Granted Facebook wants users to really try graph search and explore it – but a popup that is in your face all the time, even as you scroll down the page? And that too, to a user that has actually tried graph search and hasn’t found it compelling to come back often yet? Not too long ago, they tried a popup on the mobile that forced you to find friends from contacts or dismiss it every single time you opened the app! If Facebook didn’t have the kind of user base it does already, would users tolerate this?
Forcing a tie between functionalities when not required
I used to pretty regularly email myself articles from Pulse, but I have not done it a single time since they started forcing me to highlight the article in order to share it. In fact, I consume more of my news via Flipboard, as I find the highlight icon overlay on the screen all the time quite annoying. Seen the reviews on the latest Pulse update yet? It is clearly not in the direction of enhancing user experience.

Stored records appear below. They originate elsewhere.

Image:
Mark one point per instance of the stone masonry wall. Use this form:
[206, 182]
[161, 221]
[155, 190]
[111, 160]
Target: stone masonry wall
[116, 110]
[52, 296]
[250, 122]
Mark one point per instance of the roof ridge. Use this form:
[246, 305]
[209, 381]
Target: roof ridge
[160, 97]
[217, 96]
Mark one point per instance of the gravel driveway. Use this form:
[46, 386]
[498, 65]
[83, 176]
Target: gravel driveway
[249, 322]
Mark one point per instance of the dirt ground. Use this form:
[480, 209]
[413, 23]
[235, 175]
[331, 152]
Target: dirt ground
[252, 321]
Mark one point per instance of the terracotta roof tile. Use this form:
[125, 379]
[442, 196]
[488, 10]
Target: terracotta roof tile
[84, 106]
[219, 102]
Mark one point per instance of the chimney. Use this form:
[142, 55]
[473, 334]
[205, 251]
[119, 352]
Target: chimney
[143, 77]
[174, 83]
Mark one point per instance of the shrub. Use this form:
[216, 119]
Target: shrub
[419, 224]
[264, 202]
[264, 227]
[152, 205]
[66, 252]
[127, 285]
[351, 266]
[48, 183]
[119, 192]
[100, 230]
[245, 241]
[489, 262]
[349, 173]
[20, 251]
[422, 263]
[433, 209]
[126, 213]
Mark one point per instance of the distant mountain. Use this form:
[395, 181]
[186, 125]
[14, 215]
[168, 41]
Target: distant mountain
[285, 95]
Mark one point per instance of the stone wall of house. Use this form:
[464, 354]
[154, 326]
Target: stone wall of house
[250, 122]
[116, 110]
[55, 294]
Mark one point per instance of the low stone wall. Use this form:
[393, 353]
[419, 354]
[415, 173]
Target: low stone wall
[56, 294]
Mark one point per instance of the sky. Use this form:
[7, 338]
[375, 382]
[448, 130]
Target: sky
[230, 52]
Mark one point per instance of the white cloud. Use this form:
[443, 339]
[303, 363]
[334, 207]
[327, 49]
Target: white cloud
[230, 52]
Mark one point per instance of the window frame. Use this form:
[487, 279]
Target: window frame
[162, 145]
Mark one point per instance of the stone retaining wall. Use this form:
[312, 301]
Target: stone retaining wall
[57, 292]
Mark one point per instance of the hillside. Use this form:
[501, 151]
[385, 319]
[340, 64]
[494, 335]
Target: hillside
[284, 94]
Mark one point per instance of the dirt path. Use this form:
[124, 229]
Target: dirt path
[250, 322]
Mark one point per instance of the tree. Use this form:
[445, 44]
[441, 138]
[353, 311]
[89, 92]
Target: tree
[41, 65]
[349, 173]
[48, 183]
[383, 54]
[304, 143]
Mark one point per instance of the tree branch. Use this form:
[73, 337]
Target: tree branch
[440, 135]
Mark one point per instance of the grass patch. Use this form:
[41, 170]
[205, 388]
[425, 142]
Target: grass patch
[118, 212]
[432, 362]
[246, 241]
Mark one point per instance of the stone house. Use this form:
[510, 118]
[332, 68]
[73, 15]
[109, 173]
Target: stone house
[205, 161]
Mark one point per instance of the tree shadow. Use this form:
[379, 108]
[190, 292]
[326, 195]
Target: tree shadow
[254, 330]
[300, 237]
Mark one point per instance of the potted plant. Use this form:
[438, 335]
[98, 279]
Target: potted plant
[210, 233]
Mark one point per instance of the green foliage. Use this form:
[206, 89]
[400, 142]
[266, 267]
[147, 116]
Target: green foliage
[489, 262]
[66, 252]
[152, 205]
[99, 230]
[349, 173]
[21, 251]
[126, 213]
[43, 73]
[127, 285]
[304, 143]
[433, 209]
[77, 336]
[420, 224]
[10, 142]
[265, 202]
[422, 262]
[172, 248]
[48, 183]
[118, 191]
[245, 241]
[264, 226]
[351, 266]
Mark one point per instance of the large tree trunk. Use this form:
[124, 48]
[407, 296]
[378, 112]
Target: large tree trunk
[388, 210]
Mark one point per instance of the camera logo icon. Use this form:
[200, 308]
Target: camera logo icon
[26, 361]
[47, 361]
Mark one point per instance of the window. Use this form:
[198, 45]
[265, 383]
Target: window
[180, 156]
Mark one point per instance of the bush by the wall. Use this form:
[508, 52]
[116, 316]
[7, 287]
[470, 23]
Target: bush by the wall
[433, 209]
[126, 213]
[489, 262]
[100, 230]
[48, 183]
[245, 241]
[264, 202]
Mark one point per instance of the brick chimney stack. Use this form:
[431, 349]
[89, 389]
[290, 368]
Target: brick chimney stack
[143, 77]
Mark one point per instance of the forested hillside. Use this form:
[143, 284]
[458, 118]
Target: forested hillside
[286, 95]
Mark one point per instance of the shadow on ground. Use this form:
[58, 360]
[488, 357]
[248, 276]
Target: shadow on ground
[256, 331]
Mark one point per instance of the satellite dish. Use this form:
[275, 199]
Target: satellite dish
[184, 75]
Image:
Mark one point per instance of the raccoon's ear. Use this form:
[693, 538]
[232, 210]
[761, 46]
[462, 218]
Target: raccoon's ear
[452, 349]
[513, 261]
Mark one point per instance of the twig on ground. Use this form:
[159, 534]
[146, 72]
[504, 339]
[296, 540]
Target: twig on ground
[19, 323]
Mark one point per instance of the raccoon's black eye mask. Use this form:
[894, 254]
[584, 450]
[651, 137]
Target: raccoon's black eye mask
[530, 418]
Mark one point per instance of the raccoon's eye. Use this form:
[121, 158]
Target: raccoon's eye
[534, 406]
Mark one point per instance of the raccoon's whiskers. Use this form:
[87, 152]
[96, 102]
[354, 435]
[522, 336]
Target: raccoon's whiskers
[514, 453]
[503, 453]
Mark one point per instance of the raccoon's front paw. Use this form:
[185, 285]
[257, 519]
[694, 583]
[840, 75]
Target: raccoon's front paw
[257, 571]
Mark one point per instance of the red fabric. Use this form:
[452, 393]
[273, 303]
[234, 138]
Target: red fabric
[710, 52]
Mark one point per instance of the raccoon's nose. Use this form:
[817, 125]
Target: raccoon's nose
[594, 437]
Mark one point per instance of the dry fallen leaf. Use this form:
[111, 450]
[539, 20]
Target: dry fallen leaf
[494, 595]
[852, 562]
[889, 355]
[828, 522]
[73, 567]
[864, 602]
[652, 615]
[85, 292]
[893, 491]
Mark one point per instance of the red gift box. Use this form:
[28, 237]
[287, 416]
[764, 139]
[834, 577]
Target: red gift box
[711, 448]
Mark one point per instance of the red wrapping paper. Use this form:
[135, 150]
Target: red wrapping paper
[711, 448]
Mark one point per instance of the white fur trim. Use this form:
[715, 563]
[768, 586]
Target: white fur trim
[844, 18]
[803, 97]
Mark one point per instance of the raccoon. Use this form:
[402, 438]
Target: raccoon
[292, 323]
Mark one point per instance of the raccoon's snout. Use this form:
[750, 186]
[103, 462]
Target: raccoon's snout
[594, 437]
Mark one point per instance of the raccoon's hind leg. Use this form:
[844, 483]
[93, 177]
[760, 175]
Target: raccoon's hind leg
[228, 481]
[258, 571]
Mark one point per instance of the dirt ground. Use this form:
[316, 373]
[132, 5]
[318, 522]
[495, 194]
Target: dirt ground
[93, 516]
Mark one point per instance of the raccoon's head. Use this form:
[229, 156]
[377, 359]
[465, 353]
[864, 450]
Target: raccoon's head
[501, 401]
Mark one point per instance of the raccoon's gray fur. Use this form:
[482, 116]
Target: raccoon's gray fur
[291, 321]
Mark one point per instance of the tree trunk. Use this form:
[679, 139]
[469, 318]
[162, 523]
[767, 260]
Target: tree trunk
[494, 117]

Clutter on the main screen or dashboard
Microsoft products (Powerpoint is shown here, but Word and Excel are no exception) pack all kinds of actions on the main dashboard, while Apple is picky about what is contained in it. I’m a power user and use the Inspector in Keynote quite a bit to have access to other functions – but, I much prefer the cleaner dashboard!

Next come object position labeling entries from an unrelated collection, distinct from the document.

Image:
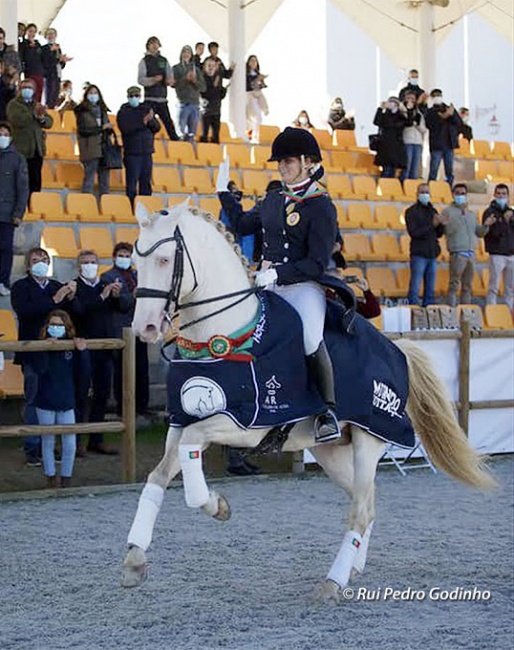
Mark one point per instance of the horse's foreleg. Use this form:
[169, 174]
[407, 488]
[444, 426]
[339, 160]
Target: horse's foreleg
[150, 501]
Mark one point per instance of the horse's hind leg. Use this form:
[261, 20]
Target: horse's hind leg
[140, 535]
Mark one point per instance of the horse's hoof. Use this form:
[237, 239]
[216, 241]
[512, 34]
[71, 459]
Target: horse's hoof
[327, 593]
[224, 513]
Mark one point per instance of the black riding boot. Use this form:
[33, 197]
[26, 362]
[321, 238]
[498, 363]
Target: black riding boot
[319, 364]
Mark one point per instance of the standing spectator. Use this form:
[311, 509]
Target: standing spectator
[391, 120]
[189, 83]
[33, 298]
[444, 125]
[338, 118]
[14, 195]
[53, 63]
[122, 271]
[212, 97]
[31, 56]
[424, 228]
[256, 104]
[413, 134]
[461, 228]
[499, 243]
[92, 120]
[138, 125]
[155, 75]
[28, 119]
[55, 400]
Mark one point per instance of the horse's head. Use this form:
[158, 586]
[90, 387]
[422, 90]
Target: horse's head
[165, 271]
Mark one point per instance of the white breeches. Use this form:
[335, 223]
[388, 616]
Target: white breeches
[308, 298]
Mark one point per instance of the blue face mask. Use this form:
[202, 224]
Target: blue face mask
[56, 331]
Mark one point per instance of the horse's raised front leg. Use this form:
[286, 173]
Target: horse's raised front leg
[140, 535]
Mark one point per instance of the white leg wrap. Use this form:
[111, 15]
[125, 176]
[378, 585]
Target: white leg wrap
[150, 503]
[195, 487]
[342, 567]
[360, 559]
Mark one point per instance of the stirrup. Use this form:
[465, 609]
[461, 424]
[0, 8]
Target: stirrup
[326, 427]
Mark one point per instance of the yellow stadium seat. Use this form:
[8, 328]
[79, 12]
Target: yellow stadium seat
[96, 239]
[117, 208]
[498, 317]
[59, 240]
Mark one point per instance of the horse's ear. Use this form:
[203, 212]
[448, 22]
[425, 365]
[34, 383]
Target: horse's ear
[142, 215]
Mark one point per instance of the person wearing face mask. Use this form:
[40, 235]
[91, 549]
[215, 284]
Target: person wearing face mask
[391, 119]
[29, 120]
[92, 121]
[461, 229]
[55, 399]
[33, 298]
[123, 272]
[14, 196]
[138, 125]
[424, 228]
[444, 125]
[499, 243]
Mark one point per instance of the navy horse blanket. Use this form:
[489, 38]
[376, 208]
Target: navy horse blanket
[370, 374]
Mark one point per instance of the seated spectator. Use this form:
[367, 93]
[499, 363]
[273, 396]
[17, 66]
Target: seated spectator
[413, 135]
[189, 83]
[391, 119]
[55, 399]
[123, 271]
[212, 97]
[138, 126]
[92, 120]
[424, 228]
[499, 243]
[33, 298]
[338, 119]
[303, 121]
[14, 190]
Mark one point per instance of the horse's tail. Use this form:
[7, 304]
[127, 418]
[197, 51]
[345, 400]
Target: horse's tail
[432, 415]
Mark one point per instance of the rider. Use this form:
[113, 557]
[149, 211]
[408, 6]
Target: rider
[299, 227]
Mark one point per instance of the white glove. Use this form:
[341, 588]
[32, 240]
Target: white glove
[263, 278]
[223, 176]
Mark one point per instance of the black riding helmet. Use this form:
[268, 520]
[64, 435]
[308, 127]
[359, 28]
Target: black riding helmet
[294, 142]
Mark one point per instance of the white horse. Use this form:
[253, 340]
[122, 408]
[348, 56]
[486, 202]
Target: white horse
[186, 257]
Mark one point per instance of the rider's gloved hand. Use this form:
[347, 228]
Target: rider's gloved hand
[264, 278]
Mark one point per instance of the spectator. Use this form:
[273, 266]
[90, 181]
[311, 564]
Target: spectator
[443, 124]
[303, 121]
[465, 129]
[122, 271]
[31, 56]
[391, 120]
[499, 243]
[189, 83]
[14, 195]
[33, 298]
[256, 104]
[29, 119]
[424, 228]
[461, 229]
[413, 134]
[155, 75]
[138, 126]
[55, 400]
[212, 97]
[338, 119]
[53, 63]
[92, 120]
[97, 302]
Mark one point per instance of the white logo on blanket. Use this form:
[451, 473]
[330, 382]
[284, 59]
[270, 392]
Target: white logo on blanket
[202, 397]
[385, 399]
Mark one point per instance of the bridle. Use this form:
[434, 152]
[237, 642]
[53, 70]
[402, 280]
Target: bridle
[173, 294]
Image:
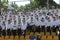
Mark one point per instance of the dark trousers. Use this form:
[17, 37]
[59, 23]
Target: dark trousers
[19, 32]
[4, 32]
[14, 32]
[8, 32]
[43, 28]
[30, 28]
[38, 29]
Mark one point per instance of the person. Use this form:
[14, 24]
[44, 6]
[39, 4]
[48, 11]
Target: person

Buried and/or complex functionality
Sometimes, you truly want certain functions to be hidden and hard to get to. Facebook’s privacy settings have been notorious for that. Studies have shown that links placed on websites in areas that typically contain banner ads are not widely visited.

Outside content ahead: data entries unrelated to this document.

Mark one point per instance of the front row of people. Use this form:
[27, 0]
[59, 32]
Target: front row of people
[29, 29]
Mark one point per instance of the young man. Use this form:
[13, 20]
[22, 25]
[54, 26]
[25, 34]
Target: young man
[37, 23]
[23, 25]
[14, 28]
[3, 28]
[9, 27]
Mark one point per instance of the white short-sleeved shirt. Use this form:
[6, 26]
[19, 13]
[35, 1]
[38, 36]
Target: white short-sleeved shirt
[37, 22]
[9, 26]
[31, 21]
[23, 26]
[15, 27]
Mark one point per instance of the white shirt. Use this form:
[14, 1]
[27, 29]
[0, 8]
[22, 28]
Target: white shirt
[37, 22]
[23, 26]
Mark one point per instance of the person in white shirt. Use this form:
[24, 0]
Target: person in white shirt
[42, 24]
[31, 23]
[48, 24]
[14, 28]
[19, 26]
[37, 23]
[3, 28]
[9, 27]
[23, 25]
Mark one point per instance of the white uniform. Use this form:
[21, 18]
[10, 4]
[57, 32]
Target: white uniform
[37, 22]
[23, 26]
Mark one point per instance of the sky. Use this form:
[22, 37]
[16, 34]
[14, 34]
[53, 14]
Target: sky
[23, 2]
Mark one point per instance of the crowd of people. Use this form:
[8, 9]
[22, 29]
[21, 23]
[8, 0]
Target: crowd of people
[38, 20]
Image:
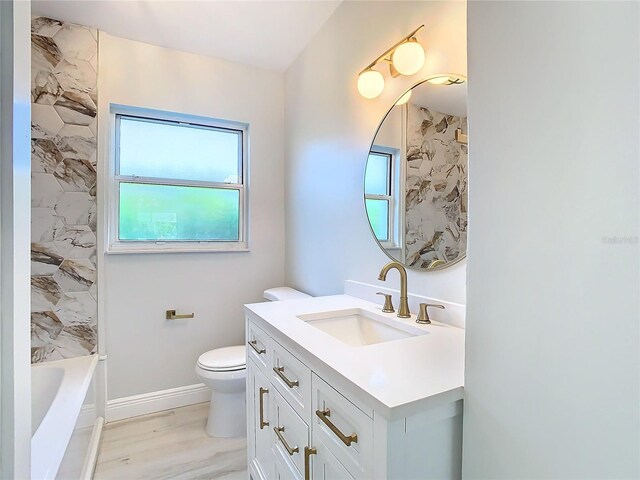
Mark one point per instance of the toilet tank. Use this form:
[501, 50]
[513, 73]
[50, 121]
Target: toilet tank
[283, 293]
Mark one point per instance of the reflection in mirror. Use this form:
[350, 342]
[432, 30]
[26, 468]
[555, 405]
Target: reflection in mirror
[415, 187]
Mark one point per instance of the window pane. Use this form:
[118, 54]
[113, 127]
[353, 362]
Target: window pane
[168, 212]
[376, 177]
[171, 150]
[378, 213]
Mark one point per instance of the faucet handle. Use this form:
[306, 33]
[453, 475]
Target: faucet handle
[388, 304]
[423, 315]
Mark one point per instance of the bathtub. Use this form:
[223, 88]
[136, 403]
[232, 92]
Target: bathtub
[58, 390]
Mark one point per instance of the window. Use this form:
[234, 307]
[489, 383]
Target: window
[380, 191]
[178, 183]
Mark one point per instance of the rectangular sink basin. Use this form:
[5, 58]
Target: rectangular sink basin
[357, 327]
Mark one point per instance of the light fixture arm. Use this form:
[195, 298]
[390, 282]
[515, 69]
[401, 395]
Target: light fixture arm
[386, 55]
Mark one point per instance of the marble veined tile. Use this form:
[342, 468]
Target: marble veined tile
[46, 27]
[75, 275]
[45, 88]
[79, 142]
[75, 175]
[45, 54]
[73, 208]
[64, 165]
[45, 155]
[45, 327]
[76, 241]
[76, 108]
[45, 294]
[75, 41]
[45, 121]
[46, 353]
[45, 190]
[45, 259]
[76, 75]
[78, 308]
[44, 224]
[76, 341]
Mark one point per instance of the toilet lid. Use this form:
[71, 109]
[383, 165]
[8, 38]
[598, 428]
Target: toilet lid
[227, 358]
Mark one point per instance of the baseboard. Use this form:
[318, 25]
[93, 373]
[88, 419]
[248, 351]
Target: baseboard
[152, 402]
[91, 458]
[87, 416]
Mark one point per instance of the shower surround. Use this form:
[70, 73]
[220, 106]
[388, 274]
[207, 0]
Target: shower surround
[63, 200]
[436, 188]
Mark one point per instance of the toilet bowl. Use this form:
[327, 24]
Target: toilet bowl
[224, 371]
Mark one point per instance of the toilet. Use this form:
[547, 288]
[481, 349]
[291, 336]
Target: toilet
[224, 371]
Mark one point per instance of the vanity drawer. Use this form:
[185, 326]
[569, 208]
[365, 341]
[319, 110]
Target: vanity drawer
[258, 346]
[290, 435]
[343, 428]
[292, 379]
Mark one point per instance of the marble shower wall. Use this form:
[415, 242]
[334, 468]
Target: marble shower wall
[63, 198]
[436, 188]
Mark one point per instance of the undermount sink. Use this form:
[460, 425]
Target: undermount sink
[357, 327]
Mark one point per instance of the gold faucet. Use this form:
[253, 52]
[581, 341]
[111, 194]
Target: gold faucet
[403, 312]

Here is an example of a complex topic (privacy) made easy to read and understand (a product of the CMU CUPS lab).
The human brain tends to remember meta elements such as the portion of a screen where a particular functionality typically resides or a typical action that occurs upon clicking a type of element. Inconsistencies in this can cause confusions!
Facebook has several such inconsistencies, especially on the mobile app!
Poor handling of connectivity challenges
Sure, everyone wants the connectivity issues to be fixed and the applications to not have to worry about it. But, we live in an imperfectly connected world. Some applications particularly handle it poorly.
Here is a case where an upload to Facebook failed due to a momentary disruption in my wireless connectivity. It not only does not resume when the connectivity is back, the only way to clean up my notifications screen after this happens is to reboot my phone!
Ongoing slow experience on mobile
Not to pick on Facebook here, but the performance of the mobile app, even in conditions of good connectivity, is sometimes abysmal. Flipboard is another one that I sometimes have issues with in terms of speed and handling pockets of bad connectivity. Some apps, however, have really nailed the caching and rendering strategies and while may have an initial delay, work flawlessly once launched.
It’s challenging to perfect this on all fronts, but paying some careful attention to detail can go a long way in designing an app well.